Make Besamim Containers:
INTRO: I show examples of store-bought besamim containers so kids know they are making something within a long tradition of Jewish handicraft: simple cans, elaborate silver Spice Towers, painted Israeli versions.  Our Gift Shop lets me borrow examples to bring to the kids while they paint.  I also keep big books open for display, showing museum pieces for discussion (“why are so many containers shaped like castle towers?  Why are many shaped like fish?”)

TIP: If you add the word Besamim in Hebrew on the container, it’s an easy way for a kid to learn that Hebrew word, and to recognize those letters again later:  בסמים

spice towers, sachets, rolled beeswax candles, and store-bought cups

spice towers, sachets, rolled beeswax candles, and store-bought cups

Materials, found or bought:
A Spice bottle is ready-made for repurposing.  (Unless it’s garlic.  I’ve never been able to remove garlic odor from plastic garlic powder containers.)  Spice containers already have a lid with holes (underneath the screw-on lid) so no poking is required.  Decorate the outside with decoupage, tissue squares, paper or, if your kids can handle the flames, with a full layer of wax dripped from Hanukkah candles.  If the spices are noisy enough, the container can double as Purim gragger.

Small cans / tubs with lids:  A small baking soda can, for example.

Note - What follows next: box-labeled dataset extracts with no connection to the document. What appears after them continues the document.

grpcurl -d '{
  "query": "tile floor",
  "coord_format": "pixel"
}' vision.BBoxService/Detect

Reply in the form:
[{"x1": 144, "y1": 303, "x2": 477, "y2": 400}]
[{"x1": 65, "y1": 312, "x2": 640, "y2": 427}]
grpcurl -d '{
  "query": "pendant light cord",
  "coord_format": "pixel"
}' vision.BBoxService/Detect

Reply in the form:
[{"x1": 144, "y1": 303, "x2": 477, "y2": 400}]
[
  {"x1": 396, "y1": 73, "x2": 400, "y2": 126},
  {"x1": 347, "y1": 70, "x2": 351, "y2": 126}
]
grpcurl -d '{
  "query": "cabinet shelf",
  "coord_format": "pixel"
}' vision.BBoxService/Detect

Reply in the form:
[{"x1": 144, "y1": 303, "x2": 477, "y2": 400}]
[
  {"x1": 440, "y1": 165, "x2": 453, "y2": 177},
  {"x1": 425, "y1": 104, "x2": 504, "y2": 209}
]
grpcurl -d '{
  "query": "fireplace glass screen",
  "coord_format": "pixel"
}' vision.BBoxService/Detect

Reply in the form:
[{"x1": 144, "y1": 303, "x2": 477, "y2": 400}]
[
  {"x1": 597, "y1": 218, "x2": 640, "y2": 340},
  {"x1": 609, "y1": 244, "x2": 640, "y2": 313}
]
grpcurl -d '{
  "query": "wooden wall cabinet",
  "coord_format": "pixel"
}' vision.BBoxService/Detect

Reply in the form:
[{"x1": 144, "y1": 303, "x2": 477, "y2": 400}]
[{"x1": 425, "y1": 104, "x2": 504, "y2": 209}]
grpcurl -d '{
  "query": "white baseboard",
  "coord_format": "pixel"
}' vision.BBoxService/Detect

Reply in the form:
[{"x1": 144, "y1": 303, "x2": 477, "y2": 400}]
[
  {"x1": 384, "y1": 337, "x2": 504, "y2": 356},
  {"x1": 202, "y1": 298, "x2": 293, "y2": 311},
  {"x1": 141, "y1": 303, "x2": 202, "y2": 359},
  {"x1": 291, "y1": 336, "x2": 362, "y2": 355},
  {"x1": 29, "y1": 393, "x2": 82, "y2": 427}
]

Poke holes in the lid, fill the container with fragrant things, decorate the outside.  Old film canisters are great, but increasingly rare.  Pill bottles are doable, but child-proof lids are too thick to poke easily, so use the flexible, easy lids (pharmacies keep them for people who cannot physically manage the child-proof type).

Boxes: Craft stores like Michael’s usually have very small, hinged wooden boxes with a screen inset in the lid (around $1.99 without a coupon).  Like, about 2.5″ long.  Kids love operating the teensy metal hasps and so do I.  These are lovely stained, painted, decoupaged, etc.  Even just a watercolor wash can be pretty.

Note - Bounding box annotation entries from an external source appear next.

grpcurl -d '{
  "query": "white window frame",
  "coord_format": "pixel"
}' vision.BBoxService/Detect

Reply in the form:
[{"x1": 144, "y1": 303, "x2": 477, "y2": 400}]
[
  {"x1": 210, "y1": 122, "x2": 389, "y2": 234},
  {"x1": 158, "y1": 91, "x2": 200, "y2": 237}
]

•Wooden Spice Towers from kits:
KosherKrafts makes a comparatively inexpensive kit my students love to paint, assemble and decorate.  I can’t buy the individual pieces for any cheaper.  My photos are of 3rd grade versions (we don’t use the kit’s paper pieces).
KosherKrafts also makes a cheaper Junior spice tower kit, a Deluxe kit, and various other spice kits.  No, I don’t get a discount.  I wish.
The DreidelMaker has beautiful spice tower kits, and I notice they sell beeswax for candles.  I sure would love to find out if its the “good” wax.

in progress (with plates as work trays)

Acrylic works best for us.  Tempera and “Washable” paints don’t cover well and will need a clear coat to seal.  Kids paint base coats, then assemble (hot glue), and then embellish with paint markers, metallic Sharpies, glitter glue or a glitter coat.  Note that the lid is not attached: the besamim sachet tucks inside for storage.  (Kids always assume they should glue the lid shut, but once they think about it, they’ll figure it out…)

in progress

painting in progress

Short Havdalah video, animated, from Moises House Rocks.   I show this to supplement our 2nd and 3rd grade lessons.

Havdalah service (the blessings in Hebrew and English), also from Moises House Rocks.  Printable PDF.

Wooden spice tower kits are linked in the relevant paragraphs above.